The higher use of radiotherapy for patients experiencing homeless may be due to the fact it can be given in shorter intervals with less follow-up and may have more palliative benefits.
“We don’t have access to the intent or the thought process,” Shah said. “A lot of this is me hypothesizing. But the other part of that is, even if we are delivering personalized care, how can we deliver the best personalized care that’s closest to standard-of-care recommendations?”
Hospital-at-home models could benefit individuals experiencing homelessness, Shah said.

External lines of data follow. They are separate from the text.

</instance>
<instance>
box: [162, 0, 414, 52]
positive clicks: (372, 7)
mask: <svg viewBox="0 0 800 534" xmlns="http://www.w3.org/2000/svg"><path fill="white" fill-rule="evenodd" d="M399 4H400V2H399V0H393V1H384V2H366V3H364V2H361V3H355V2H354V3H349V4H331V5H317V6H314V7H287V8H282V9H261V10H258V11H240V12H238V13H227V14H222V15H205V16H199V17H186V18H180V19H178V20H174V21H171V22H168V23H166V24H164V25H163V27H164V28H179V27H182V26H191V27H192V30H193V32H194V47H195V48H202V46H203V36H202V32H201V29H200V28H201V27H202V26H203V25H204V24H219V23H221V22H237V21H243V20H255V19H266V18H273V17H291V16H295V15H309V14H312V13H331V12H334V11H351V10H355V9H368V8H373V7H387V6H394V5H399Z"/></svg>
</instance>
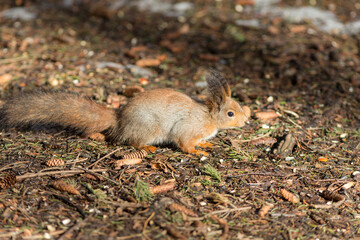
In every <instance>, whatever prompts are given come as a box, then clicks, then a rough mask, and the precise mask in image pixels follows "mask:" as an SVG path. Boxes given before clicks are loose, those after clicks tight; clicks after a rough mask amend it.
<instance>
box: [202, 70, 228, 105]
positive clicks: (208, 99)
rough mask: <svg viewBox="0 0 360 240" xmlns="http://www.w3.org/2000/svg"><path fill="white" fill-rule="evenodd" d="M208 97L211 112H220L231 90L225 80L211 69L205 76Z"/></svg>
mask: <svg viewBox="0 0 360 240" xmlns="http://www.w3.org/2000/svg"><path fill="white" fill-rule="evenodd" d="M206 81H207V83H208V87H209V92H210V95H209V97H208V100H207V102H208V106H209V108H210V110H211V111H213V110H215V109H216V110H218V111H219V110H220V108H221V106H222V105H224V104H225V102H226V97H230V96H231V90H230V87H229V84H228V83H227V81H226V79H225V78H224V77H223V76H222V75H221V74H220V73H219V72H217V71H216V70H213V69H211V70H210V71H209V73H208V74H207V76H206Z"/></svg>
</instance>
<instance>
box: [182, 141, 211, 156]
mask: <svg viewBox="0 0 360 240" xmlns="http://www.w3.org/2000/svg"><path fill="white" fill-rule="evenodd" d="M199 141H200V139H193V140H190V141H187V142H183V141H181V142H178V143H177V144H178V146H179V148H180V149H181V150H182V151H183V152H186V153H192V154H195V155H204V156H208V155H209V153H207V152H205V151H201V150H197V149H195V146H196V145H199Z"/></svg>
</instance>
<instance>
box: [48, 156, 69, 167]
mask: <svg viewBox="0 0 360 240" xmlns="http://www.w3.org/2000/svg"><path fill="white" fill-rule="evenodd" d="M45 164H46V165H47V166H49V167H56V166H62V165H64V164H65V162H64V160H62V159H59V158H51V159H50V160H48V161H47V162H46V163H45Z"/></svg>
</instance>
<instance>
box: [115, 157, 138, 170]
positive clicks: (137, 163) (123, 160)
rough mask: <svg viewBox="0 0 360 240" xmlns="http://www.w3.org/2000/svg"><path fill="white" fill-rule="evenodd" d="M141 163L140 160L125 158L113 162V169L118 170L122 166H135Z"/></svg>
mask: <svg viewBox="0 0 360 240" xmlns="http://www.w3.org/2000/svg"><path fill="white" fill-rule="evenodd" d="M141 162H142V158H127V159H121V160H117V161H116V162H115V169H120V168H121V167H122V166H124V165H136V164H139V163H141Z"/></svg>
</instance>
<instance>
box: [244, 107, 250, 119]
mask: <svg viewBox="0 0 360 240" xmlns="http://www.w3.org/2000/svg"><path fill="white" fill-rule="evenodd" d="M242 109H243V111H244V114H245V117H246V118H247V119H249V118H250V116H251V110H250V108H249V107H248V106H242Z"/></svg>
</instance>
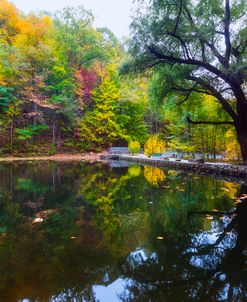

“Patients who have cancers with lower side effects — [such as] prostate cancer or breast cancer — are able to receive some of their chemotherapy infusions or shots at home in some parts of the country,” she said. “What if we could take this and apply it to people experiencing homelessness — use mobile health clinics to go to the shelters, go to the hotels, go to the single-room occupancies to administer these treatments? And, if our major barriers are stable housing or private bathrooms, then [is there a way] to provide more longer-term care facilities for people who are diagnosed with cancer so that we’re giving them a way to receive their care?”
However, true improvement may not occur until “systemic-level changes” are made, she said.
“How can we design a better health care system that doesn't let these patients fall through the cracks?” Shah said. “We broke up our population into patients who are living in urban areas vs. patients who are living in non-urban areas, and we still saw this trend uphold even when we controlled for that. [This] tells me that this is going beyond something that’s a phenomenon in places where there may not be as many people experiencing homelessness. It’s happening everywhere.”